Haniwa Warriors and Jōmon Vessels
by Noe Kuremoto

Both 2025
Unique Works
Haniwa Warriors Materials: High fired black stoneware sculpture
Jōmon Vessels Materials: High fired white stoneware sculpture
noekuremoto.com
London-based Japanese ceramicist Noe Kuremoto grounds her practice in the complexities of modern life. Her hand-sculpted forms, with their childlike purity and quiet simplicity, offer a counterpoint: a return to something instinctual, ancient, and forgotten. Here, she presents two contemporary interpretations of Japanese talismans, envisioned as quiet guardians. Her Haniwa Warriors draw from clay figures of the Kofun period (c. 300–538 AD), originally buried with the dead to protect their souls in the afterlife. Reimagined for today, Kuremoto’s black stoneware warriors stand watch over the living, offering protection, solace, and encouragement. 

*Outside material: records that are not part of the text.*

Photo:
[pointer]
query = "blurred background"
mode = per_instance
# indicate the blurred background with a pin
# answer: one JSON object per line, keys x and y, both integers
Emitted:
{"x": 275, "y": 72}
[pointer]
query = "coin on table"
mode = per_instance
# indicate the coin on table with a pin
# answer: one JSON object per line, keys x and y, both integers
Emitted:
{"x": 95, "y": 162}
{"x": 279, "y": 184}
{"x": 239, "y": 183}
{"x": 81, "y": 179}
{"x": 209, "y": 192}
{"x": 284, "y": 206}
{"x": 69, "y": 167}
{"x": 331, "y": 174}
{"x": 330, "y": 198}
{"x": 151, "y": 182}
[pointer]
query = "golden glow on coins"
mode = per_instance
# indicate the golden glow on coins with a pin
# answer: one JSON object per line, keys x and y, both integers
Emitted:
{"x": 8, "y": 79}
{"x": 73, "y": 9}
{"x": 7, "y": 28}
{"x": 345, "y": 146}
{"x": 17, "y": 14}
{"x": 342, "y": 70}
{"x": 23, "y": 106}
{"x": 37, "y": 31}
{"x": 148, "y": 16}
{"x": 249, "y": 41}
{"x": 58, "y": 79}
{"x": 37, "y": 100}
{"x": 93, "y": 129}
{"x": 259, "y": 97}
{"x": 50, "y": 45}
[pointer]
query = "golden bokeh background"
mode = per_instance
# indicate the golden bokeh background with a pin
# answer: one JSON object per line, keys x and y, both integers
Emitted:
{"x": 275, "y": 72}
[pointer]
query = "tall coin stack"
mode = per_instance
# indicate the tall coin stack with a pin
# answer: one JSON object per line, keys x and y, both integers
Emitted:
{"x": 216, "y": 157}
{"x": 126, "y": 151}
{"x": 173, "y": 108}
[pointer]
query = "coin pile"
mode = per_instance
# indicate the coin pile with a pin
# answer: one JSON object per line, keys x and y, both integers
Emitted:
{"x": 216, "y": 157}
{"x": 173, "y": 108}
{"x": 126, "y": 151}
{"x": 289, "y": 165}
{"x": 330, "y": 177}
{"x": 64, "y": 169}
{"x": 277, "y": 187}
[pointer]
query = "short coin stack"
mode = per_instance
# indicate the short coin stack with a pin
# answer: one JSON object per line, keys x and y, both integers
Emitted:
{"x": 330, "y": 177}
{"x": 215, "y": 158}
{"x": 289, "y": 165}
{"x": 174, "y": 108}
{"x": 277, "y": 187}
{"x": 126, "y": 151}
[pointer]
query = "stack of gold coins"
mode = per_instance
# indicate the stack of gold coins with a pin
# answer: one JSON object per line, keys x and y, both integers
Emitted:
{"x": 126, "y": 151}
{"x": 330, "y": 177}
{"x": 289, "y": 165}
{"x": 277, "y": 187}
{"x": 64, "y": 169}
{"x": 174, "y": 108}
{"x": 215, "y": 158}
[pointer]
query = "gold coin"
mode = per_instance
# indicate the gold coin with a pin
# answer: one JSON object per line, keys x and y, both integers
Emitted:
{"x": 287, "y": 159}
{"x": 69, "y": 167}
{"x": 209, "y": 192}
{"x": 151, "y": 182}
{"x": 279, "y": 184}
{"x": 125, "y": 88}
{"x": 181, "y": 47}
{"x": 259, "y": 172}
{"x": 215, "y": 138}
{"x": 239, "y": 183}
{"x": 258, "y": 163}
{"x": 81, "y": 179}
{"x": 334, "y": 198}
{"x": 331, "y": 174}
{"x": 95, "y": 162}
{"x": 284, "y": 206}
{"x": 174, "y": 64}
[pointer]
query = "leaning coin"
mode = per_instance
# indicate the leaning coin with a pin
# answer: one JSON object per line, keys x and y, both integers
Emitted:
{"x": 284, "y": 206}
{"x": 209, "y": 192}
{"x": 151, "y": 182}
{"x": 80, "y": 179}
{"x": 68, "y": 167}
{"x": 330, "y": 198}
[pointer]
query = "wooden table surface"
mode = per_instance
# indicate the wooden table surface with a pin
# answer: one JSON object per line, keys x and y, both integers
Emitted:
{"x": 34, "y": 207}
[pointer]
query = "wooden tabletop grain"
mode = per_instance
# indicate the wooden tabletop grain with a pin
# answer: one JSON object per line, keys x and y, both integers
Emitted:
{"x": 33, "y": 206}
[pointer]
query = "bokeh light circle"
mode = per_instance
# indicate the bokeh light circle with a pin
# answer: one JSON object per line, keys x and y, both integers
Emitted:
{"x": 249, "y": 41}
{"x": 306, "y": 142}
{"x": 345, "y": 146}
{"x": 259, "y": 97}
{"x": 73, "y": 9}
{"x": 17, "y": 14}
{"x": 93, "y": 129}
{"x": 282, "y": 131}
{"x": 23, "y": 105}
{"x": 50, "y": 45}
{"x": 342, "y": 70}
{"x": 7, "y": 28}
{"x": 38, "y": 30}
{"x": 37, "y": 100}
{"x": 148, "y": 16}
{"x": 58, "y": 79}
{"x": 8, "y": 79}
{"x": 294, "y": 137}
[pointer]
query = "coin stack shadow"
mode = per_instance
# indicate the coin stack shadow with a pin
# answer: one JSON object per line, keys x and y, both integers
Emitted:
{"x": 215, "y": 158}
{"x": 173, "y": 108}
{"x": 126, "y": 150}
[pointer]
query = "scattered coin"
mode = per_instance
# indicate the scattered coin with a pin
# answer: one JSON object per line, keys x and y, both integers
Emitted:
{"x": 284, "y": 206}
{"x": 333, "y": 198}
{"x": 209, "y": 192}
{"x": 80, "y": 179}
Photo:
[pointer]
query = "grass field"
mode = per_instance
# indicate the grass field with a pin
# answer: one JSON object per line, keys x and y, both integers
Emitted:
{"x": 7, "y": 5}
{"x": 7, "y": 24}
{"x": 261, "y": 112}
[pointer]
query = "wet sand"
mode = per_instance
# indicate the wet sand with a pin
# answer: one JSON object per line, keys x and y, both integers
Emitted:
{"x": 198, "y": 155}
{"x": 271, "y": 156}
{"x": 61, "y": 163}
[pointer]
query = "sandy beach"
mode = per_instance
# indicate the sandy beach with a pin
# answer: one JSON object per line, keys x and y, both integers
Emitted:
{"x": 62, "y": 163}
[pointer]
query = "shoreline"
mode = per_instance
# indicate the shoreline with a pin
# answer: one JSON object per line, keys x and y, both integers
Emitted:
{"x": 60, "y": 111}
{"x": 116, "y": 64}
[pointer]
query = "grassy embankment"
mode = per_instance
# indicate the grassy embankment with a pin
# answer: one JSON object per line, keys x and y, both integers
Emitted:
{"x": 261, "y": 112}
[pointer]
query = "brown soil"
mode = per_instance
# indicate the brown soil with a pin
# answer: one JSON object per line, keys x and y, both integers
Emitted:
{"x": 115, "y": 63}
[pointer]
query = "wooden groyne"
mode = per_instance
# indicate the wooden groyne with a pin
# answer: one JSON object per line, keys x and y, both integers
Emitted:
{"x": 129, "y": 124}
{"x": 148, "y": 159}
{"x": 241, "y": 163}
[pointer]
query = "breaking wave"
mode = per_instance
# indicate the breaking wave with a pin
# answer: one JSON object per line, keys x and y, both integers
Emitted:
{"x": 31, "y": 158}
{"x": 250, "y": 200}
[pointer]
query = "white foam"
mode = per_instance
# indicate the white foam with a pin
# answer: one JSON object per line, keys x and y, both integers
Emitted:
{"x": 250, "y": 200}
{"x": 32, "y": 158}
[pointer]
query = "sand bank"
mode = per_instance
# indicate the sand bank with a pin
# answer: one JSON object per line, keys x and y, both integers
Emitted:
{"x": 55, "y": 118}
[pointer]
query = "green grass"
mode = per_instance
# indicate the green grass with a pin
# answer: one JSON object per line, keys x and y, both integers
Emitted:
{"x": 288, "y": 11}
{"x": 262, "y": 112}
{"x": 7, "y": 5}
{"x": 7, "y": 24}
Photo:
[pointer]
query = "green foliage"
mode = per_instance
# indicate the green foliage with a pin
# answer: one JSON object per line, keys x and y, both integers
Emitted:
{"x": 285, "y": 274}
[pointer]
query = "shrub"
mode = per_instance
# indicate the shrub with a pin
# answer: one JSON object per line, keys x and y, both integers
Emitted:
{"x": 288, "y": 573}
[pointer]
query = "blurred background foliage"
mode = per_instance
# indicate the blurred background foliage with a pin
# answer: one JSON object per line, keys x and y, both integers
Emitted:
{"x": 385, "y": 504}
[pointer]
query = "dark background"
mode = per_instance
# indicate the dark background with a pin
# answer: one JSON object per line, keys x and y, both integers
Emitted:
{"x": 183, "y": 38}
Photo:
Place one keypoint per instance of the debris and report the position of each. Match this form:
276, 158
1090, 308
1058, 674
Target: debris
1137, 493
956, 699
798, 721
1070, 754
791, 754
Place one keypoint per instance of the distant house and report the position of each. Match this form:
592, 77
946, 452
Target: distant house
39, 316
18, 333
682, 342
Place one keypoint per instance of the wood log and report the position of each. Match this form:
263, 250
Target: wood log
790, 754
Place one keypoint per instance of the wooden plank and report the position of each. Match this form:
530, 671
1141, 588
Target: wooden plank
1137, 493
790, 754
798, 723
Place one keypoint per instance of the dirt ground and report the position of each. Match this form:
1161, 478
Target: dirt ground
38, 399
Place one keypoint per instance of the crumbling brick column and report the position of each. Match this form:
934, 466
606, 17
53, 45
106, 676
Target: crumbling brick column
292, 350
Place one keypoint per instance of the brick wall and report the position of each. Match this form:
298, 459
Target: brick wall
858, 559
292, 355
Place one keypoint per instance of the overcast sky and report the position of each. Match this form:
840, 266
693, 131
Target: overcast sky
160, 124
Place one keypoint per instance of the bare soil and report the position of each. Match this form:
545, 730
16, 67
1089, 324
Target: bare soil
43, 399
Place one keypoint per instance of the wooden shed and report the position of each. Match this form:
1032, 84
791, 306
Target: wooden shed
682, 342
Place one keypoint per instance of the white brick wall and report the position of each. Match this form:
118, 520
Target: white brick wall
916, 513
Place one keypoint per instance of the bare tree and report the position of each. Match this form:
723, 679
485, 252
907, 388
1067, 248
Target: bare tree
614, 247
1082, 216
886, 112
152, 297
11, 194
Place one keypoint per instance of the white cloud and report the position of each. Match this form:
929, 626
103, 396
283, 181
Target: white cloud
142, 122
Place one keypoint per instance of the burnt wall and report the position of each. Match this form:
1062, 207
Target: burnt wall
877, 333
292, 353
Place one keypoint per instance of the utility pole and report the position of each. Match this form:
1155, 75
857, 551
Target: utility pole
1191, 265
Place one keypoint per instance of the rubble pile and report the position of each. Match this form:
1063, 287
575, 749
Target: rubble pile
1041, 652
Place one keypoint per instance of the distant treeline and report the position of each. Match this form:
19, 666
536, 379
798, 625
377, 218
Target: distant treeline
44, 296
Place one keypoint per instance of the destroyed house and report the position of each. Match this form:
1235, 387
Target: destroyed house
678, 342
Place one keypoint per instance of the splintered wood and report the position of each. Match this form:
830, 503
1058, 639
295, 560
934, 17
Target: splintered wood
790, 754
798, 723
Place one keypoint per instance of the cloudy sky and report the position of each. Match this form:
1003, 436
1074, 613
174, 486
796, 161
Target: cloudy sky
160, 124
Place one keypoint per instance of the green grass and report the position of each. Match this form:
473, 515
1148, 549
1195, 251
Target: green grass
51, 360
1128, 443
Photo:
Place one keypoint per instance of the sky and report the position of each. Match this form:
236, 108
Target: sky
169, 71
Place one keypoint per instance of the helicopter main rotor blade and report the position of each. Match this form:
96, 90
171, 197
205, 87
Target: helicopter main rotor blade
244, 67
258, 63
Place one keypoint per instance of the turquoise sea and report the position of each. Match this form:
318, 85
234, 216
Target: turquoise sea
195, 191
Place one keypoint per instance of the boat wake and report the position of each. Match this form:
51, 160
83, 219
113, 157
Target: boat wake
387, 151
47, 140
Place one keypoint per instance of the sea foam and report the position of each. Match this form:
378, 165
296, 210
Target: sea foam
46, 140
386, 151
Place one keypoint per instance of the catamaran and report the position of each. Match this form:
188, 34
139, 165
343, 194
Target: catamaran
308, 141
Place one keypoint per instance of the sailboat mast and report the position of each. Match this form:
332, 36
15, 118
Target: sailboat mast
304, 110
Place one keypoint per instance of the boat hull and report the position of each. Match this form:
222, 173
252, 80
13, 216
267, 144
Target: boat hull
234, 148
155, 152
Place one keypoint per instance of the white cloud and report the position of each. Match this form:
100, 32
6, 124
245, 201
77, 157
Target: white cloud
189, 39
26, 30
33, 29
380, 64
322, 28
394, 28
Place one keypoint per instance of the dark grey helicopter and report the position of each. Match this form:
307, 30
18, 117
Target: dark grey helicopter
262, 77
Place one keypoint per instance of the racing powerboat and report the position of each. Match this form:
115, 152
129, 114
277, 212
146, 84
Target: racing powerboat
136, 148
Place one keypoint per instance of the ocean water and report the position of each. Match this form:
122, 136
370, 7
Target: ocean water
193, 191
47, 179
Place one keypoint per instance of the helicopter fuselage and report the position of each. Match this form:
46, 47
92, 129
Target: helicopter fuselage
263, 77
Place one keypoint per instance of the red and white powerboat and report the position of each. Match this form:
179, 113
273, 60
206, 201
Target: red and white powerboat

Debuting alongside them, within 41.0, are her Jōmon Vessels, inspired by the world’s earliest known pottery, dating back to the Jōmon period (14,000–300 BCE). Traditionally used in both daily life and ritual—fertility, childbirth, sustenance—these sculptural, white stoneware vessels are recast as celebrations of womanhood and motherhood in all their complexity, as the artist navigates and wrestles with her own motherhood. For Kuremoto, they carry intergenerational forgotten wisdom and a profound connection to both the spiritual and natural worlds. As she reflects: “I see art and parenthood as vehicles to pass on infinity to the next generation.”